My sister reaches for the last box in the closet. One last box to go through as we go through all of Dad's papers as part of settling his estate. The last box at the end of a long day of looking at hundreds and hundreds of papers.
Taking the lid off the box, we discover a packet of handwritten letters. The postmarked letters date from late 1947 to mid 1949 - love letters Dad sent to my mother while he was in college. We let out a gasp of wonder at their existence.
The postage, by the way, was 3 cents back then. And it wasn't until the second reading of the letters that I noticed that Dad put the stamp on each letter upside down, which is what my boyfriend (and later husband) did with the love letters he sent me in 1973 with an 8 cent stamp! Rumor has it that a stamp placed upside down indicates love and romance.
In Dad's letters we learn of the silly, the mundane, and the interesting aspects of life in the late 1940's: the live crabs Dad put in his roommate's bed as a prank; the pinochle games that went on until 3:00 a.m.; the music he listened to; the friends he and Mom doubled with; his negotiation with his Spanish professor for a better grade; his first bylines in the school newspaper; the boring jobs he holds to make ends meet as a student.
We also learn of the romantic and earnest side of Dad. By letter # 8, Dad tells Mom he loves her . . . that she is the one he has been looking for all his life. As you might imagine, I shed a few tears here. Later letters reveal that Dad thinks he can do anything, be anything with Mom at his side. He counts down the days, hours, and minutes til his wedding day, imagining Mom walking up the aisle to him.
What an extraordinary experience to read Dad's words - to be let in so intimately into his life at age 21-22, before he became a husband and father. I am struck by how alive he becomes for me - his enthusiasm, his optimism, his joi de vivre, his sense of humor, and most of all, his unabashed love for my mother.

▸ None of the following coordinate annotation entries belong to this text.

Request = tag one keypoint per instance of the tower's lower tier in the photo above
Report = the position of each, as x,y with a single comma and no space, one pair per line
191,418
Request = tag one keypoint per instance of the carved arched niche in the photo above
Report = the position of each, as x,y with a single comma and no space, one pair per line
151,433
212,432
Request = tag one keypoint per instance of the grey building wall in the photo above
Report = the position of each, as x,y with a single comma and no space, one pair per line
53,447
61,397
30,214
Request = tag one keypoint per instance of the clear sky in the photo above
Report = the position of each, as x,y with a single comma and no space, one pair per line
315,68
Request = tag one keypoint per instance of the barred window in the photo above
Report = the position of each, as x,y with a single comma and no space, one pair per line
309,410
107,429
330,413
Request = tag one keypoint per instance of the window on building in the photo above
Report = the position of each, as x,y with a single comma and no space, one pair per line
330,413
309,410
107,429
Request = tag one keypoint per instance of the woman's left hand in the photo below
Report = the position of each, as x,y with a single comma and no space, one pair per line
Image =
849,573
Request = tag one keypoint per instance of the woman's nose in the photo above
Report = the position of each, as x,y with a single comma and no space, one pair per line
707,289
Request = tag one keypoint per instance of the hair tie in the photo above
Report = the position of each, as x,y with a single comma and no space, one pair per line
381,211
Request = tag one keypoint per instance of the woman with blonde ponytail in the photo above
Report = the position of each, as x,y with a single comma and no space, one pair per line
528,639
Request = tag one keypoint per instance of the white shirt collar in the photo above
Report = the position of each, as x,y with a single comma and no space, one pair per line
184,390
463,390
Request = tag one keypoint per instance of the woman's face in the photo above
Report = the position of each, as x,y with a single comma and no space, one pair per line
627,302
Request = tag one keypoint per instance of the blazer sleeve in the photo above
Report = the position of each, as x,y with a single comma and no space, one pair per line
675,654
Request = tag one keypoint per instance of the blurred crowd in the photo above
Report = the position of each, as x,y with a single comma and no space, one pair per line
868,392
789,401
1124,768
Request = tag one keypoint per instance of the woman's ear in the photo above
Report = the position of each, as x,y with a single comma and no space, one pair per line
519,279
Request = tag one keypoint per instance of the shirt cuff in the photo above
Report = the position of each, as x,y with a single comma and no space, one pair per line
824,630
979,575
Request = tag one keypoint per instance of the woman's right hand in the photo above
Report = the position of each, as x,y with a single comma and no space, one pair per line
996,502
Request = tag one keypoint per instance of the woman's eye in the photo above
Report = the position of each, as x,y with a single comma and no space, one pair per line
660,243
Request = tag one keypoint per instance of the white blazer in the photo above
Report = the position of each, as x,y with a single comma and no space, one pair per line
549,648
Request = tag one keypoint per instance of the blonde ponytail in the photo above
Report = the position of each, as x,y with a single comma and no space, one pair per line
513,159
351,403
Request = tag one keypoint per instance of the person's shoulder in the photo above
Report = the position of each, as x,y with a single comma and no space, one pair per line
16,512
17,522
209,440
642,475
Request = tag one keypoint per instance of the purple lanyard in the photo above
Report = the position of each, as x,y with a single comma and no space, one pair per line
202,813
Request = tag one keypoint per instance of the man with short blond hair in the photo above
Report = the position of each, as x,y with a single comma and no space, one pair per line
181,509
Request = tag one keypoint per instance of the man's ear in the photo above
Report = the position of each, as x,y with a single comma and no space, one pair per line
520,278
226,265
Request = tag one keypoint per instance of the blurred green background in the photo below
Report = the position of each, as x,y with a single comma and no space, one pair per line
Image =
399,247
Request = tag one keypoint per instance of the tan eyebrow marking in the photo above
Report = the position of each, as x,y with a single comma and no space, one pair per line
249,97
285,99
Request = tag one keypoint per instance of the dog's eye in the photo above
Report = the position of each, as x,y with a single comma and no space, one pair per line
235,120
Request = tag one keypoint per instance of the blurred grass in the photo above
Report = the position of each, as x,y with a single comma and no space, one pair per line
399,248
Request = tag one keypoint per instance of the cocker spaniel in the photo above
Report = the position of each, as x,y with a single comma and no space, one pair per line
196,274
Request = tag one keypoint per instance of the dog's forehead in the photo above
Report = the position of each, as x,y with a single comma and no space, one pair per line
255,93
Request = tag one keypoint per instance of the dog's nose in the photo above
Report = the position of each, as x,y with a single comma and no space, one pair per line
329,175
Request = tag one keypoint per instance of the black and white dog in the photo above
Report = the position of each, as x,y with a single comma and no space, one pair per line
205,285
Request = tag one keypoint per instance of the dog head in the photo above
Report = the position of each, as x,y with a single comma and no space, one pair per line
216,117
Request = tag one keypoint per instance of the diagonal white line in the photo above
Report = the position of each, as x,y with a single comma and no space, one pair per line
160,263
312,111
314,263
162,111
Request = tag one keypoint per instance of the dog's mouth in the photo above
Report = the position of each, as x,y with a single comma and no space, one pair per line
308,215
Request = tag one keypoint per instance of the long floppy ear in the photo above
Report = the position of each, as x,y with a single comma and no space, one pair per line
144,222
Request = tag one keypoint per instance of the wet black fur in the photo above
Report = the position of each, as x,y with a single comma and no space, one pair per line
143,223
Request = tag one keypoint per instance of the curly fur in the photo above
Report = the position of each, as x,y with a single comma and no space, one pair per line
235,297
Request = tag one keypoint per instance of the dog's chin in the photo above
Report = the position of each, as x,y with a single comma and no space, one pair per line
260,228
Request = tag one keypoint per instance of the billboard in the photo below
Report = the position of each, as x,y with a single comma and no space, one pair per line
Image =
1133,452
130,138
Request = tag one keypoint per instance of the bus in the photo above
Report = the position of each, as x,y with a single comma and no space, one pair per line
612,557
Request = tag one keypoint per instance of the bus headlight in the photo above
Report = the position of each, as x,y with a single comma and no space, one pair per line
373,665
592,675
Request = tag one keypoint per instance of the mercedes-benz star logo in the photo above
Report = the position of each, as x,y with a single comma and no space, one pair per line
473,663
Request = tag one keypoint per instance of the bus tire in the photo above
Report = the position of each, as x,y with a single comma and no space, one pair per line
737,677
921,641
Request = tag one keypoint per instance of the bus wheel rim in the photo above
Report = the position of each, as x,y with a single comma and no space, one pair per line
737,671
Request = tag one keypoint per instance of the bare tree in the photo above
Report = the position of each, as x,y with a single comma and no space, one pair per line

These letters are part of a past era . . . an era characterized by "The Greatest Generation," as Tom Brokaw writes about them. Dad served 2 years overseas during WWII. Postwar, he attended college on the GI bill. He had no money, and begged and borrowed rides to travel an hour each way each weekend to see Mom. Their primary source of entertainment included playing cards, and dancing. The qualities of innocence, romanticism, and optimism marked their lives at the time. Surely it couldn't hurt our cynical world to return to a more gentle style of courting.
Reading these letters has been bittersweet. They create a fresh wound of grief and sadness at not having Mom and Dad in my life. And they make me feel so utterly grateful for being given a rare glimpse into Dad's heart and soul. I will hold and cherish the memories Dad's words have created for me. And I will share the letters with my daughters so that they will not settle for anything less than the grand love exemplified by their grandparents.
All of this has gotten me to thinking . . . what do you want to leave behind for your loved ones to discover?